4 minute read
Geschiedenis: Nou Hullie
Nou Hullie
‘Oostvoorne is een schoon oord, en dat niet eens omdat 42 procent van de bevolking er bij de verkiezing rood heeft gestemd.’ Zo begint een artikel uit het sociaaldemocratische dagblad De Voorwaarts van 19 augustus 1929.

Oostvoorne aan Zee tentenkamp
Waarom is Oostvoorne zo’n schoon oord? Het ligt bij zee en er is sinds 1926 een kampeerterrein van het Instituut voor Arbeidersontwikkeling (nu Nivon), vooral bevolkt door Instituutsleden uit Rotterdam - Zuid. Zij kamperen er in grote tenten op het terrein, gehuurd van boer Gelderland. Die kampeerders fietsen er naar toe langs de Groene Kruisweg of gaan met het stoomtrammetje van de RTM, dat ongeveer dezelfde weg neemt.

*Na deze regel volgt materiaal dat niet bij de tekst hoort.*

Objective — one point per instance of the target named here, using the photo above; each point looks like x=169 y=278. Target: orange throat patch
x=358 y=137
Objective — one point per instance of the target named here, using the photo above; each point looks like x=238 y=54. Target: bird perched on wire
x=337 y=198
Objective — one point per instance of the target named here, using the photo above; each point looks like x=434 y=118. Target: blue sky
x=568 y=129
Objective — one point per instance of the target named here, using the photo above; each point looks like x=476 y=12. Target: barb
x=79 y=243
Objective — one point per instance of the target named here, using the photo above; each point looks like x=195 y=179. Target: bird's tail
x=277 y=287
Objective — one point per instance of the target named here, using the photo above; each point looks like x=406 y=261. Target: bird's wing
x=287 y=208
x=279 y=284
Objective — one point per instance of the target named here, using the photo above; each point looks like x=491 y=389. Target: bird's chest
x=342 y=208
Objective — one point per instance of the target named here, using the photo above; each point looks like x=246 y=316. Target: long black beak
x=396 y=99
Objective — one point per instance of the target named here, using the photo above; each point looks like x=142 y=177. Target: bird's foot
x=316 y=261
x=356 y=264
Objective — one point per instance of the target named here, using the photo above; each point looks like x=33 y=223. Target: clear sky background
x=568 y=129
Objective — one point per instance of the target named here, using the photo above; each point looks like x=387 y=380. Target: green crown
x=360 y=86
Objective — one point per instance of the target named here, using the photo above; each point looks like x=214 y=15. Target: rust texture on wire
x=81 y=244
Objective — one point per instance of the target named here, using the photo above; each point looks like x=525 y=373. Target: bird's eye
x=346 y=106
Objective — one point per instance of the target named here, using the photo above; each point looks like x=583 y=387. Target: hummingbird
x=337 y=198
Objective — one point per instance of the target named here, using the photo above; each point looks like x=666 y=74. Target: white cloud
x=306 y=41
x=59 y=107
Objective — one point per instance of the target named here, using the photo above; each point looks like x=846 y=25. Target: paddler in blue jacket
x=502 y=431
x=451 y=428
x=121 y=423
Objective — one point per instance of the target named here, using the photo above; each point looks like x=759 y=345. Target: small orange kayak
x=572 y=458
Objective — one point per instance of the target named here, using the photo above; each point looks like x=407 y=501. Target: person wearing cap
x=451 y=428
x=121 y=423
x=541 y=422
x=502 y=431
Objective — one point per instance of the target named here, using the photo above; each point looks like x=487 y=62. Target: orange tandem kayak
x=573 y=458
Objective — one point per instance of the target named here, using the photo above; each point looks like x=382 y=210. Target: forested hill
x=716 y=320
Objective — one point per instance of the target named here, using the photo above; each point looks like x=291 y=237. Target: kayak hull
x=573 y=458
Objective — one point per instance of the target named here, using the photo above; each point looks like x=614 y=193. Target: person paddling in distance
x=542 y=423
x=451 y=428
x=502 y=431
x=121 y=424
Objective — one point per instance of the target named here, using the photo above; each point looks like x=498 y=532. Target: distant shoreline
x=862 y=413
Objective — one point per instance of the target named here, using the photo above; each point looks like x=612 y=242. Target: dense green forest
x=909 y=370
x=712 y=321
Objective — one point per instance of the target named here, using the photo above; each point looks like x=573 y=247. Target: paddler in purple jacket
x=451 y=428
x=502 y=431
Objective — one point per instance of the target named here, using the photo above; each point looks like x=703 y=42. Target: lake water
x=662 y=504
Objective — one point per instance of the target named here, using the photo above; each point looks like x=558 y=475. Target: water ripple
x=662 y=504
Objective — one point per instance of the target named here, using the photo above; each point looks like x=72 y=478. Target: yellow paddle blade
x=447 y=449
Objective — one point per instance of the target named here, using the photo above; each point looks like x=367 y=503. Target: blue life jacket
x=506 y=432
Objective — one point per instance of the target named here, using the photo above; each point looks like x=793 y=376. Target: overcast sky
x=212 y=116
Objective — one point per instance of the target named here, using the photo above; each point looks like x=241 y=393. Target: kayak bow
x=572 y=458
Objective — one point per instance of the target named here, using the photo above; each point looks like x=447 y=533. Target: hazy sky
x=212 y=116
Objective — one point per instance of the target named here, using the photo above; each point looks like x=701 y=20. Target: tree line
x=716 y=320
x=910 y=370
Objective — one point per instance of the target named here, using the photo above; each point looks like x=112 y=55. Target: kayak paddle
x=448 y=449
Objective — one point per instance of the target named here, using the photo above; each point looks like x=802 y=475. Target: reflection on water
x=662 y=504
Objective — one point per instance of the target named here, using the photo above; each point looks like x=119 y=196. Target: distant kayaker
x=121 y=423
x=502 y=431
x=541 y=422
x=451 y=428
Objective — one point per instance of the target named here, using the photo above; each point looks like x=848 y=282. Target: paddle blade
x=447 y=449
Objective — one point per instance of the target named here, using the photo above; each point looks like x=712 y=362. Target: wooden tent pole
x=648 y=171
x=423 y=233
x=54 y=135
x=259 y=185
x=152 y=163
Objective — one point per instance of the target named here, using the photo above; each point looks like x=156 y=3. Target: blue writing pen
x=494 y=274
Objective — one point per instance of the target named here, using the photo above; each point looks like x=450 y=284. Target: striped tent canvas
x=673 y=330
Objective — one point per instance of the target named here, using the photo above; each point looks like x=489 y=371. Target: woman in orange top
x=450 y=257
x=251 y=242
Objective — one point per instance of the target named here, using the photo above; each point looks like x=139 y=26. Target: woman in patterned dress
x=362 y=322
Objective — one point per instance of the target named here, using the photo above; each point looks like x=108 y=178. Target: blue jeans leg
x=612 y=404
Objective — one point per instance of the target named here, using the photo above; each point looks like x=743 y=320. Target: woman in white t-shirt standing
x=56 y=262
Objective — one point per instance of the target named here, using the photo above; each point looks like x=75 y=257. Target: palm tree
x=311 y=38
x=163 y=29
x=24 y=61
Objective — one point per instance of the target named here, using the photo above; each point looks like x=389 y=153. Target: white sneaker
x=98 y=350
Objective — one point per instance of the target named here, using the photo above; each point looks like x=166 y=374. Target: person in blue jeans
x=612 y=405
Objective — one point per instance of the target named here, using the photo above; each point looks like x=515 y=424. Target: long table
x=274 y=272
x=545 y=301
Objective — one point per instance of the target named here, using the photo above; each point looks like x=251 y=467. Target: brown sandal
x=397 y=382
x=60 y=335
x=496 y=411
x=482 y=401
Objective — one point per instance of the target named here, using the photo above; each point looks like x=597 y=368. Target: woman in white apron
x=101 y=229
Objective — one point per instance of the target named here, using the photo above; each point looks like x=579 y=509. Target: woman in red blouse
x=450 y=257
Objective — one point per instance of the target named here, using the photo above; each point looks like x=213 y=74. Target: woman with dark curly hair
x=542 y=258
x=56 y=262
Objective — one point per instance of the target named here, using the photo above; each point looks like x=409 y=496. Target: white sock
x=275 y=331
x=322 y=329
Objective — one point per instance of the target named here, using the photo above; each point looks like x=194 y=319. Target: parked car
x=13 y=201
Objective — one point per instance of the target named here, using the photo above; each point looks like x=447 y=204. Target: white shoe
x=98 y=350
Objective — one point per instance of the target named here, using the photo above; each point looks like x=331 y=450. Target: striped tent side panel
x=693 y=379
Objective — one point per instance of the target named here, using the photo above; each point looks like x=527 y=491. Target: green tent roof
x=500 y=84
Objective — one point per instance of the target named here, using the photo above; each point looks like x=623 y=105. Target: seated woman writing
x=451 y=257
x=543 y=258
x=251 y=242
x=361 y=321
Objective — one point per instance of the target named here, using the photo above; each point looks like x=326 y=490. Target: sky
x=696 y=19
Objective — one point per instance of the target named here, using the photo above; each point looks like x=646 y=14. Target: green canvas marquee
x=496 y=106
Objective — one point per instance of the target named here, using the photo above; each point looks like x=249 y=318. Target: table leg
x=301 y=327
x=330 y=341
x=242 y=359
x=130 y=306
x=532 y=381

In de buurt van dat terrein in een rustig stukje duin wordt het Zomerfeest gehouden van de Rotterdamse afdeling van dat Instituut. Hoogtepunt van het programma is de vooraf al beroemde revue ‘Nou Hullie’. In de ochtend van de 18e augustus vertrekt er zelfs een boot, de Schelde. Die gaat, bevolkt met ongeveer 700 socialistische feestvierders, van de Rotterdamse Maaskade richting Oost - voorne. De oranje vlag in top is geen vergissing maar een pesterijtje van de rederij.
Eenmaal aan wal voegen zich nog meer mensen bij de feestvierders. Nu wel achter een rode vlag wandelen ze naar het feestterrein. Daar staan de grote decorstukken al opgesteld. Onder de aanwezigen ook Piet Voogd, lid van het hoofdbestuur van het IvAO. De dansclub uit Rotterdam Noord opent die dag het programma met enkele dansen. Jan ter Laan (SDAP) spreekt over de afgelopen verkiezingen “Het is ons gelukt de arbeiders van Rotterdam tot een strijdbare massa te smeden. Meer dan een vierde van het Nederlandsche Volk denkt, voelt, stemt socialistisch.”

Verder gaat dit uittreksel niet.